中庭に視線をやっていた私を見て陛下は、ああと言った後に微笑む。
「あれは、私の妹のエルルです」
「可愛い方ですね」
「いや、まだとんだおてんばです」
私と陛下の姿を見たフラールとエルル様は私たちの方へ駆け寄ってくる。
「マリアお姉様、陛下」
フラールはそう言うと陛下に向かってスカートを少し持ち上げ挨拶をする。そしてエルル様は私を見てカーテシーをする。
「お初にお目に掛かります、陛下の妹のエルルと申します」
「私の方こそお初でございます。エルル様」
私はそう言うとスカートを少し持ち上げ挨拶をする。そんな私とエルル様を見ながら陛下はにこやかに微笑んだ。
「そう言えば今まで紹介できていませんでしたね」
「ええ、陛下に妹君がいたとは知りませんでしたわ」
そんな陛下と私の会話を聞いていたフラールが口を挟む。
「ちょうど中庭でお花を見ようと思って立ち寄ったところ、エルル様とお会いしたんですの」
「私の好きな花を見ていらっしゃったので、説明と共にお茶にお誘いしたんですの」
綺麗な銀髪の髪にはウェーブが掛かっている。身長は私と同じぐらいだ。藍色を基調としたドレスにはフリルが飾られていて、そんなドレスには何層ものチュールが折り重なっている。
「今はお幾つ?」
「14歳です」
「それではフラールは12歳なのでいいお友達になれそうですね」
「ありがとうございます。それにしても、ほうーマリア様はお噂に違わずお美しい方でございます」
「あらエルル様ったらお上手でございますわね」
「いえ、冗談抜きで申しておりますわ。ねえ陛下」
そんな風にエルル様に会話を振られた陛下は一つ咳払いをして、私の顔を見る。なぜだろう陛下に見られると心の中がドキドキとする。陛下はそんな私に向かって真面目な表情で言った。
「マリア様は大変お美しい方だと私も思っています」
「まあ、陛下ったら」
「マリア様、私は冗談で言っているのではありませんよ」
私はそんな度直球な陛下の言葉に顔が赤面する。この場から逃げ出したくなるのをなんとかこらえているとフラールが聞いてきた。
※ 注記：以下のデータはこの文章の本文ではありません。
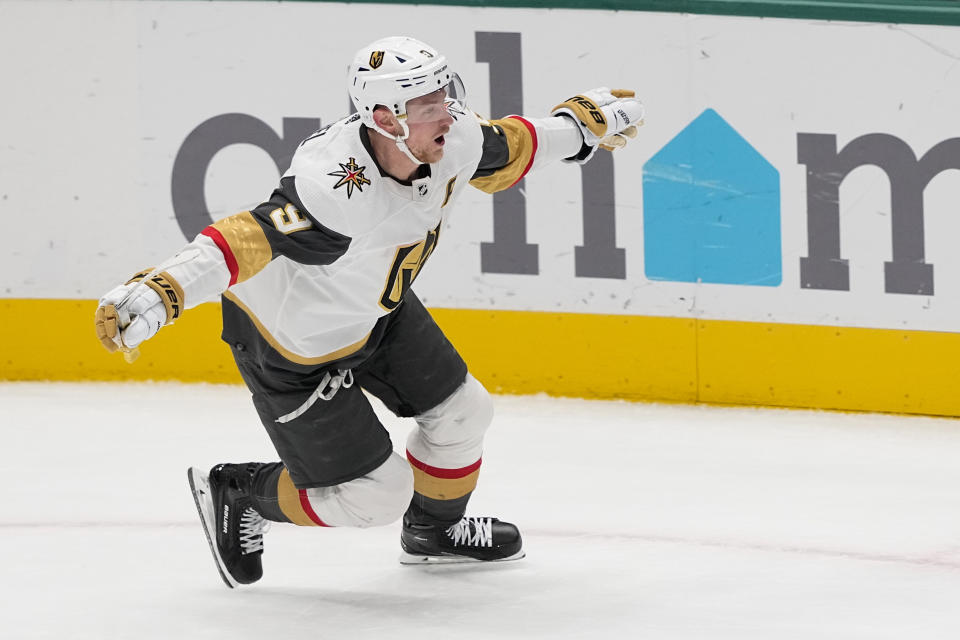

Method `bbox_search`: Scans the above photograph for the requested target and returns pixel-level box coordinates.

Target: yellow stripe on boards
[0,299,960,416]
[0,299,241,383]
[697,320,960,416]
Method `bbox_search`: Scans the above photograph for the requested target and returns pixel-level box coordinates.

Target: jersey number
[270,202,313,233]
[380,223,442,311]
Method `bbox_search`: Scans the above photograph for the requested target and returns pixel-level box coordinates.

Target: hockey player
[96,37,643,587]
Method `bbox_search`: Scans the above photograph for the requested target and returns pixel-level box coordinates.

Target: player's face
[407,89,453,164]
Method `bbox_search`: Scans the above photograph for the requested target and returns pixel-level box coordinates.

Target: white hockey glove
[94,271,183,362]
[550,87,644,164]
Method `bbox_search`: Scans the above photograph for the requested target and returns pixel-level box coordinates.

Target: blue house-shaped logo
[643,109,783,287]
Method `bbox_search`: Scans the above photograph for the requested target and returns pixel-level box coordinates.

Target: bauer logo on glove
[551,87,644,164]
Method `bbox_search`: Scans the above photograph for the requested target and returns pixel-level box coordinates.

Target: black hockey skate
[400,516,526,564]
[187,464,270,589]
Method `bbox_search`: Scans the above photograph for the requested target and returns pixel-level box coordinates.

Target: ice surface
[0,383,960,640]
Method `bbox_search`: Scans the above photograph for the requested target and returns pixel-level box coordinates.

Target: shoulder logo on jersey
[380,223,442,311]
[327,158,370,199]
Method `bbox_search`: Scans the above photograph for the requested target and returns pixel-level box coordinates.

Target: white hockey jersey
[166,103,582,366]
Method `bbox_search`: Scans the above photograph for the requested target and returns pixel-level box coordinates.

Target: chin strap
[370,120,423,164]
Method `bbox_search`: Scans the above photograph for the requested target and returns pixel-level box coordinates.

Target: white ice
[0,383,960,640]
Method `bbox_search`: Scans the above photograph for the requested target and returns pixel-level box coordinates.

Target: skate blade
[187,467,239,589]
[400,549,527,565]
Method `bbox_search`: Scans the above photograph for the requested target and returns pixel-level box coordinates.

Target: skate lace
[447,516,493,547]
[240,507,270,555]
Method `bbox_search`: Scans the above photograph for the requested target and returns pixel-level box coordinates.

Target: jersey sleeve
[201,176,351,285]
[470,116,537,193]
[164,176,351,309]
[470,116,583,193]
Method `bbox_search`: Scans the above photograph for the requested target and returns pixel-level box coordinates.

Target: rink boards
[0,1,960,415]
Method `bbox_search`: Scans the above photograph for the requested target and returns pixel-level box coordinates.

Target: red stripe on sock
[507,116,538,188]
[407,451,483,480]
[297,489,330,527]
[200,227,240,287]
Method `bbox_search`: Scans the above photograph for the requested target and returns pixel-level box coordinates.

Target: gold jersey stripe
[410,465,480,500]
[277,469,318,527]
[470,118,535,193]
[211,211,273,282]
[223,290,370,365]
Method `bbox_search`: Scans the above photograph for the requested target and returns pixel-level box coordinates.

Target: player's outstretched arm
[94,271,183,353]
[551,87,644,164]
[470,88,643,193]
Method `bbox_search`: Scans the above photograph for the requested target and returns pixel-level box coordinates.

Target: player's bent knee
[407,373,493,464]
[306,453,413,527]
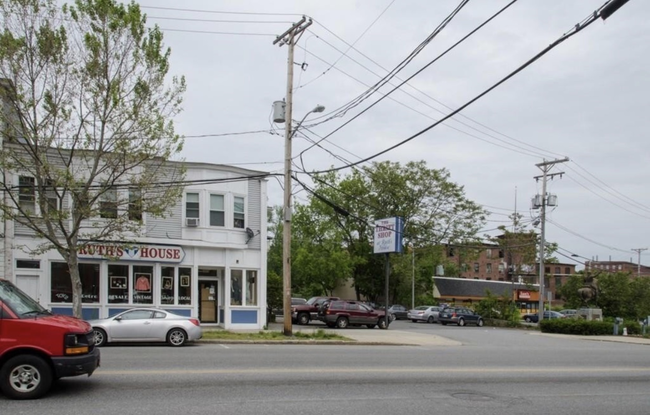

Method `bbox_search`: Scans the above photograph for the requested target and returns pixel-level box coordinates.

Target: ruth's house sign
[79,243,185,263]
「ところで陛下とお姉様はどこかへ出かけられるのですか?」
私はフラールの言葉に、コホンと態とらしい咳をすると陛下を見上げるようにして見る。陛下は身長が高い。頭一つ分は違うので、立ってお話をするとこうして見上げる形になる。
「民の報告書の中に城の近くの農産物が害獣に荒らされているという報告があったのですわ。そこで私と陛下が現状を視察しにいくところですわ。そうですわね陛下」
「うむ」
そんな私と陛下を見ていたエルル様はうっとりとした表情を浮かべながら私に言う。
「そうしておられるとデートをされているようにも見えますわ。どう思いましてフラール様」
「確かにそうでございますわね」
私はその言葉に顔がまた赤面する。陛下もどこを見ていいか困ったかのような反応を見せている。頼みますから大人をからかうのはやめてください。
「大人をからかうのはやめなさい」
私の心の言葉に呼応するかのようにして陛下がエルル様とフラールに注意する。私も赤面のまま頷く。そんな私を見ながらフラールはニヤニヤと笑みを浮かべた。
「お姉様って案外ウブなんですの」
「そ、そんなことはありませんわ。これでも元は王妃でしてよ」
「王妃とウブは関係ないような……」
私の言い訳にエルル様は率直な意見をぶつけてくる。
これ以上この場に耐えられなくなった私は陛下に進言する。
「そ、そろそろ行かないと時間的にまずいですわ。それでは陛下行きましょう」
「あ、ああ」
陛下も美しい顔に困惑顔を貼り付けてそう言った。その場から立ち去る陛下と私の背中にフラールとエルル様の言葉が聞こえる。
「お似合いですのに」
「本当」
と。私と陛下はその言葉は聞かなかったことにして足早にこの場を去るのであった。